Public Comment

The Looking Glass World of F.L.A.M.E.

By Joanna Graham
Wednesday March 18, 2009 - 06:04:00 PM

Jim Sinkinson, who sent out the misleading packet to Daily Planet advertisers accusing the paper of anti-Semitism and suggesting that they close their accounts, is, among other things, the director of F.L.A.M.E. (“Facts and Logic about the Middle East”), an organization with an address in San Francisco. Perhaps you’ve seen F.L.A.M.E.’s monthly letters in The Nation or in other publications, but whether you have or haven’t, you should check out their website to get a take on where they’re coming from. These folks, however many of them there are (two? three?), are extreme right-wing Zionist ideologues, the pro-Israel version of all those many online crazies who can fill your surfing hours with horror and amusement. 

Here’s a current headline garnered from the site: “Yes! Efforts by F.L.A.M.E. and others succeed in rousting Charles Freeman—but now he condemns the ‘pro-Israel lobby’ for undue influence.” The involuted thinking it takes to produce a headline like this is breathtaking. How can a person congratulate the pro-Israel lobby for taking someone down and accuse the victim of anti-Semitism for saying that that’s what happened—all in the same sentence? Well, actually, it’s a deeply revelatory sentence. In the strange world of F.L.A.M.E. et al., it’s OK to roust Charles Freeman or trash the Daily Planet—in fact, it’s necessary to do so to “protect Israel”—but it’s always anti-Semitic when the victims complain they’ve lost their job, their career, or their newspaper, because, well, then they’re blaming Jews, and since Jews are a priori always blameless, they must be anti-Semites. 
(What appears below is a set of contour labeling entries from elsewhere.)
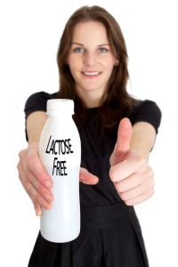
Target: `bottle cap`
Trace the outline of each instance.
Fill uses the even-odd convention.
[[[69,99],[51,99],[47,101],[47,112],[63,111],[74,114],[74,101]]]

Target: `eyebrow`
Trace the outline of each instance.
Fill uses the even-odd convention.
[[[71,45],[72,44],[77,44],[77,45],[81,45],[81,46],[84,46],[84,44],[80,44],[80,43],[76,43],[76,42],[73,42],[73,43],[71,43]],[[98,47],[100,47],[100,46],[103,46],[103,45],[108,45],[108,46],[110,46],[110,44],[98,44],[97,46]]]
Our problem—and it’s a big one—is that this looking-glass world is the world in which we live. Not only was the highly respected Charles Freeman hounded out of a position for which he was eminently suited and which would have done us all a world of good (honest reporting of intelligence to the White House for the first time in at least eight years), but the orchestrator of the attack is known to have been Steven Rosen, disgraced former head of AIPAC, forced to step down because of espionage charges for which he still faces trial. Despite his own highly questionable position, Rosen succeeded in besmirching Freeman’s name, spreading outright lies which were duly reported by the supine media as the God’s honest truth. And our new president, Barack Obama, for whom so many have had such high hopes, blinked fast, refusing to utter a bleat against the Israel lobby, even when its representative du jour is unsavory and possibly criminal. Israeli journalist and activist Uri Avnery says, “The portrayal of the power of the lobby by Professors John Mearsheimer and Stephen Walt [in their book, The Israel Lobby] has been fully vindicated.” 
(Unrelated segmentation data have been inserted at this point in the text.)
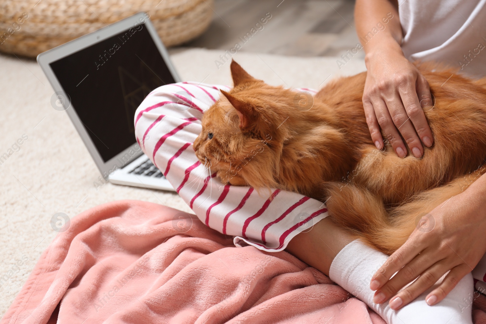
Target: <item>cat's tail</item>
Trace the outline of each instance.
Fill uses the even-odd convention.
[[[381,199],[351,183],[326,182],[323,189],[330,216],[338,226],[355,238],[389,253],[390,242],[377,235],[393,229]]]
[[[434,230],[435,220],[430,213],[458,195],[486,173],[483,167],[447,185],[416,195],[398,207],[385,209],[382,201],[367,189],[351,184],[327,182],[324,185],[330,216],[353,236],[388,255],[401,246],[417,229]]]

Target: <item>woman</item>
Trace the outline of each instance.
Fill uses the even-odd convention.
[[[405,1],[399,7],[399,20],[396,2],[358,0],[356,21],[366,52],[368,73],[363,99],[372,138],[378,149],[382,147],[381,127],[390,135],[387,139],[397,154],[403,157],[407,150],[401,134],[414,155],[419,158],[423,153],[422,143],[427,146],[433,145],[433,135],[422,107],[433,106],[434,99],[426,80],[408,59],[430,57],[436,60],[441,57],[440,51],[428,50],[455,49],[457,44],[454,42],[458,41],[461,47],[465,45],[460,41],[464,37],[454,40],[453,33],[452,36],[443,35],[442,39],[435,34],[427,35],[436,43],[442,42],[438,44],[427,40],[424,45],[417,37],[412,37],[421,28],[420,19],[416,19],[417,13],[421,12],[419,2]],[[452,3],[452,0],[448,1]],[[443,32],[444,25],[457,31],[467,24],[465,19],[456,26],[448,21],[457,9],[460,15],[469,17],[476,25],[474,28],[480,29],[480,22],[473,21],[477,16],[473,14],[477,8],[484,14],[485,1],[467,5],[463,1],[460,5],[467,7],[465,9],[458,6],[448,11],[434,11],[440,14],[435,20],[424,15],[418,17],[427,20],[432,29],[434,23],[438,24],[440,28],[436,34]],[[431,12],[430,8],[424,12]],[[393,17],[389,18],[386,28],[374,33],[377,23],[384,17],[391,17],[389,13]],[[467,27],[465,33],[469,34],[470,31]],[[419,45],[435,47],[422,48]],[[444,52],[451,56],[451,51]],[[476,61],[481,62],[482,54],[475,54],[473,60],[465,63],[465,69],[480,71],[481,67]],[[481,59],[484,62],[484,59]],[[228,89],[191,83],[165,85],[149,95],[135,114],[139,144],[201,221],[221,233],[234,236],[237,246],[250,244],[270,252],[286,249],[329,274],[388,323],[472,323],[471,306],[464,298],[471,295],[472,300],[473,282],[469,273],[486,252],[483,238],[486,217],[480,213],[486,203],[486,177],[483,176],[431,212],[433,218],[426,220],[428,225],[433,222],[434,226],[418,226],[410,239],[389,258],[359,240],[353,241],[325,218],[327,210],[320,202],[293,192],[276,190],[265,197],[264,193],[259,195],[252,188],[225,186],[210,173],[208,168],[210,166],[199,162],[191,144],[201,131],[203,112],[217,100],[222,87]],[[442,278],[449,270],[446,278]],[[485,272],[480,266],[475,270],[481,273],[480,278],[475,277],[482,280]],[[415,282],[399,291],[419,276]]]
Under these circumstances it may seem strange for me to say that the current situation not only will not last but is actually fragile. But this is self-evident to someone who has been around the block a few times, for reason number one that nothing lasts forever and reason number two that Israel is a completely unstable entity which, I would go so far as to assert, since it has no borders and no citizens is not even quite a real nation but more the world’s biggest utopian experiment gone badly awry. Zionism is an ideology based on obsolete 19th-century race thinking and a wholly discredited vision of the state as the territory of a “volk.” Not to mention rule by rabbinocracy, as if the whole country were a transplanted 18th-century Polish shtetl, a situation which 70 or 80 percent of the Jews of Israel absolutely despise but which they’re stuck with because that was the bargain David ben Gurion made to get the religious folks on board the Zion train. 
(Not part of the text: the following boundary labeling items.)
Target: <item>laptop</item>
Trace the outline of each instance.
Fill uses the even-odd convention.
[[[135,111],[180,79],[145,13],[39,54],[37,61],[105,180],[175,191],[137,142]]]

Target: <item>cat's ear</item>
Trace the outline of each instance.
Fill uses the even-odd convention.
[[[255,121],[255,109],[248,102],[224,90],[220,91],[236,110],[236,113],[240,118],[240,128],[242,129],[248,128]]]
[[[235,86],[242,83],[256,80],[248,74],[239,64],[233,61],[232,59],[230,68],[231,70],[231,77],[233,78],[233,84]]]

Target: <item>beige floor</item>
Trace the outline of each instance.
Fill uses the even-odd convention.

Still unknown is what will happen when this slowing top falls over. Guesses include: following worldwide BDS campaign, Zionism ends and Jews accept minority status in Palestine a la South Africa. Or Jews pack up, after a war or not, and go home a la Algeria (from which, by the way, many Jews decamped). Or Israel takes the Sampson route and blows up the Middle East, maybe in the process setting off that nuclear catastrophe for which we’ve all been waiting so long. Or the Palestinians get so PTSD’ed and ethnically cleansed and socially fractured that by the time they’re the clear majority they can’t take advantage of it and the Zionists win. Or a red calf is born at last and the temple is rebuilt and the anti-Christ shows up and all the faithful are raptured off to Heaven. Or, or, or…. The only firm prediction I can make is that 50 years from now, or maybe 10, or maybe two, things there, as well as things here, will be vastly different from what they are now. 

If the ending is bad—or if the process of getting from now to then is bad—there’s always a chance that we Jewish-Americans will be blamed, either because, like Jim Sinkinson, we actively served a foreign state which in the end did harm to America or because we stood by and let others do so without objecting. So far, though, even those who’ve been targeted by the lobby, like Charles Freeman, have refused to take that road. Freeman pointed out on CNN that there are Jewish members of his own family and that, anyway, AIPAC doesn’t represent everyone; some Jews are actively opposing Israeli policies. 

Just as the Cold War required Communists in our washrooms, Zionism needs to find anti-Semitism everywhere, because without it, the state of Israel has no reason for existence. But is anti-Semitism truly the changeless and universal attitude of all gentiles towards the Jews? Do Jews really belong only in the state of Israel and nowhere else? Freeman’s remarks point in a different direction, towards blended Jewish and non-Jewish families; towards full integration of Jews, as of every other minority group, in this nation of immigrants; and towards a multiplicity of opinions among the Jews on every subject, including Israel. In other words, from Freeman’s point of view, we Jews are Americans. As Israel goes down the tubes and that proverbial fan starts to fling that proverbial stuff around the room, we’d better hope that Freeman is right and Sinkinson is wrong. 


Joanna Graham is a Berkeley resident.